The Python code for that is quite long so I’m not going to include it, but it is available to view online. I’m not being completely fair because part of that involves getting the data into shape, and I’m sure there’s things I could’ve done to cut out a few lines.
That said, it took me a while to figure out exactly how to go about doing the plot in matplotlib, exactly how to, say, parse the dates and label the axis.
There was some of that with R and ggplot2, but mostly me looking things up in the documentation as I’ve not used them much. But mostly it was pretty straightforward to figure out how to build up the plot.
Anyway, here’s the plot:
And here’s the code that produced it:
library(ggplot2)
# Read in and convert string times to datetimes
trains <- read.csv('collected.csv')
trains$Time <- as.POSIXct(trains$Time, format = '%Y-%m-%dT%H:%M:%S')

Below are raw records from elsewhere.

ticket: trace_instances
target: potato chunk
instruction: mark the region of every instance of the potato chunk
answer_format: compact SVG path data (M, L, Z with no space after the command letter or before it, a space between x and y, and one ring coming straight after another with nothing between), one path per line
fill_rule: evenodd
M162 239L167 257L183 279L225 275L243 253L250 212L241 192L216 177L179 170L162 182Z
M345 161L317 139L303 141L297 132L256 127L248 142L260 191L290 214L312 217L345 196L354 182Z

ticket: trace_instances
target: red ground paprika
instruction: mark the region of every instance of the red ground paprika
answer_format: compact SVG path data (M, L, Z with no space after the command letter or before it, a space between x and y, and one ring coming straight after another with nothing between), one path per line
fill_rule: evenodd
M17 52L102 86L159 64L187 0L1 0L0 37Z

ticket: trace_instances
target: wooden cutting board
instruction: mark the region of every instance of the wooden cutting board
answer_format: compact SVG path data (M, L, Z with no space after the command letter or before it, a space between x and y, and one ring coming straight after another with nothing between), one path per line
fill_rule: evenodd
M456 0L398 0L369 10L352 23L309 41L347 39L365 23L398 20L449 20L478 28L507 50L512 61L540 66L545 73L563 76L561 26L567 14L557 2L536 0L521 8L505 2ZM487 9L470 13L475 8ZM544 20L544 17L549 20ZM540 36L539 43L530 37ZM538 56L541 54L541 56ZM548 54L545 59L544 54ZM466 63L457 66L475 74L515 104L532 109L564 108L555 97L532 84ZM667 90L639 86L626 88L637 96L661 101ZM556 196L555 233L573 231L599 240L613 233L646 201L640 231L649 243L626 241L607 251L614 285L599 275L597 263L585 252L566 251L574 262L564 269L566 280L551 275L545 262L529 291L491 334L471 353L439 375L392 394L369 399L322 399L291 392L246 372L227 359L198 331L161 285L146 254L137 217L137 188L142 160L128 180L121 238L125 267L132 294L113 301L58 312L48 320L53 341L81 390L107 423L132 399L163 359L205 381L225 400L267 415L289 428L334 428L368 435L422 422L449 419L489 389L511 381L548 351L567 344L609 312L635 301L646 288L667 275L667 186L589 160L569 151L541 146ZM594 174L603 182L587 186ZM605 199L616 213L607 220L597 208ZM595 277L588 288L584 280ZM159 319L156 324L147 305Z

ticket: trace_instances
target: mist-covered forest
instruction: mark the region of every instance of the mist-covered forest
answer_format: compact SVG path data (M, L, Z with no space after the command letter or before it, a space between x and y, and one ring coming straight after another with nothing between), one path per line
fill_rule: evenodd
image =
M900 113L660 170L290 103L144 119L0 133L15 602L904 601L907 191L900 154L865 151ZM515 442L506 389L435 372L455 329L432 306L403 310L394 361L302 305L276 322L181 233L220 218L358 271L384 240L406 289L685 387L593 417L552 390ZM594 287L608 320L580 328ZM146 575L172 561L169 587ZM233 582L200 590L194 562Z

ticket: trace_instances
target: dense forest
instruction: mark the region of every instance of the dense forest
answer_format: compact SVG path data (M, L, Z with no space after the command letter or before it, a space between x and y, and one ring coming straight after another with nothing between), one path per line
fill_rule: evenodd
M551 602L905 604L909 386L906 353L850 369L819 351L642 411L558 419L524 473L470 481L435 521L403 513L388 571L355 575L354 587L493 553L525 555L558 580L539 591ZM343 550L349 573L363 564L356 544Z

# Get the data onto the plot
p <- ggplot(trains, aes(x = Time, y = Cost))
# 'Reveal' the data with points and show the
# East Mids price trend with a smoother
completed <- p + geom_point(aes(color = Operator)) +
geom_smooth(data = subset(trains, Operator == 'East Midlands Trains'),
aes(group = Operator, color = Operator),
method = 'loess', se = FALSE,
size = 0.75, show.legend = FALSE) +
# Let's adjust the scales
scale_x_datetime(date_breaks = '1 hour',
date_labels = '%H:%M') +
scale_y_continuous(limits = c(0, 100),
breaks = seq(10, 100, 10),
expand = c(0, 0)) +
# Set some labels and adjust the look
labs(title = paste('Cost of single train tickets',
'leaving European\ncapital cities',
'on Friday December 23 2016'),
y = 'Ticket cost (€)',
color = 'Train operator') +
theme_bw(base_family = 'Trebuchet MS') +
theme(plot.title = element_text(hjust = 0.5))
ggsave('plot.svg', plot = completed, device = 'svg',
width = 8, height = 4, units = 'in')
I’m still figuring things out with R and ggplot so I’m not exactly blazing through. (I still haven’t figured out how to export transparent SVGs without editing them by hand.)
But I love the way that plots are built up out of individual pieces, which makes far more sense to me than trying to wrangle matplotlib’s figures and axes.